Monday, October 19, 2009
Baking vs. Cooking
I bought a pie pumpkin last week and this weekend I made it into a pie. I've been baking since I was a kid, partly, I think, because it was something to do on rainy days. My best friend Amy and my sister and I would page through my mother's loose-leaf Betty Crocker cookbook, which was full of little homey pieces of advice that we thought were hilarious. (The editors evidently thought that housewives would not willingly cook or bake unless the recipes were made more exciting with little rhymes and mantras.) I still use a slightly earlier edition (1950) of Betty Crocker, and the baking recipes, while somewhat lacking in oomph, are good as ever.
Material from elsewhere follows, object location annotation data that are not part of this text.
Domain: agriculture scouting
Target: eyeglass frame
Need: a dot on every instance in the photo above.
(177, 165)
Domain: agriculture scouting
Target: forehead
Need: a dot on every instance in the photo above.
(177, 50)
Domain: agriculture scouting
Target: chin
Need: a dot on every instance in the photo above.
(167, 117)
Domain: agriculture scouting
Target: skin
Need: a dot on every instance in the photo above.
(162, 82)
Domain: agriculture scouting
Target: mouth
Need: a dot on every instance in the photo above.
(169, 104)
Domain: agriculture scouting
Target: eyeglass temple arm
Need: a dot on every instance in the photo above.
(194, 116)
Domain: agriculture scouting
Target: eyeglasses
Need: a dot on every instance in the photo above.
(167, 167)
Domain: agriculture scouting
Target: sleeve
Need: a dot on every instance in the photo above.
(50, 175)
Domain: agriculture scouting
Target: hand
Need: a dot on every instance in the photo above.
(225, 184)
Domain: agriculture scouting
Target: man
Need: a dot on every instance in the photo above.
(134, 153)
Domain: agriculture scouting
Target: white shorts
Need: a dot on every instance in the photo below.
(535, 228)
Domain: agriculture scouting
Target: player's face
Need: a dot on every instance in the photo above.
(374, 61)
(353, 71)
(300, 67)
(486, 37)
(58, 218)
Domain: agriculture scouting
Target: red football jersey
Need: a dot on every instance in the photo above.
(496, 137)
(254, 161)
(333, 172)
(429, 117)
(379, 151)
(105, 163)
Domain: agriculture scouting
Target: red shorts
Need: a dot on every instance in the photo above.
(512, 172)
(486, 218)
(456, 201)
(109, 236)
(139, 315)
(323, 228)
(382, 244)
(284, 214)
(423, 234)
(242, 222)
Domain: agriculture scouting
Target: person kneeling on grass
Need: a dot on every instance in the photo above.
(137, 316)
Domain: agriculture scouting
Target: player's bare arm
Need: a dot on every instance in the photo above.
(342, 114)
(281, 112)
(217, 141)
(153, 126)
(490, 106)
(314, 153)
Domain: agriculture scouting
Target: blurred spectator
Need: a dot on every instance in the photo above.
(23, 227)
While I was rolling out the pie crust, I paused to think about why I am a good baker and love to do it, while I don't much like cooking and don't do it too well and I came to the conclusion that the answer lies in the fundamental difference between baking and cooking. Baking is orderly. You do step one (cook pumpkin), step two (puree pumpkin), step three (mix pie crust ingredients), etc. You nearly always have to complete a set task before going onto the next one. Cooking a meal, on the other hand, usually requires doing a bunch of different things all at once, hopefully timed so that they all finish together and can be served that way. I'm just not very good at that. Also, I have a tendency to sit down and read a book in the middle of things, and it turns out that baking is conducive to this, and cooking is not. I think this comparison may extend to writing as well. I like to know what I'm doing, and do it, and complete it. I'm not the type of writer who will have a bunch different plots going and hope they will all come together -- although its nice when they do! And yet there are some writers, I'm sure, who can do this, and very well. But I'll stick to baking.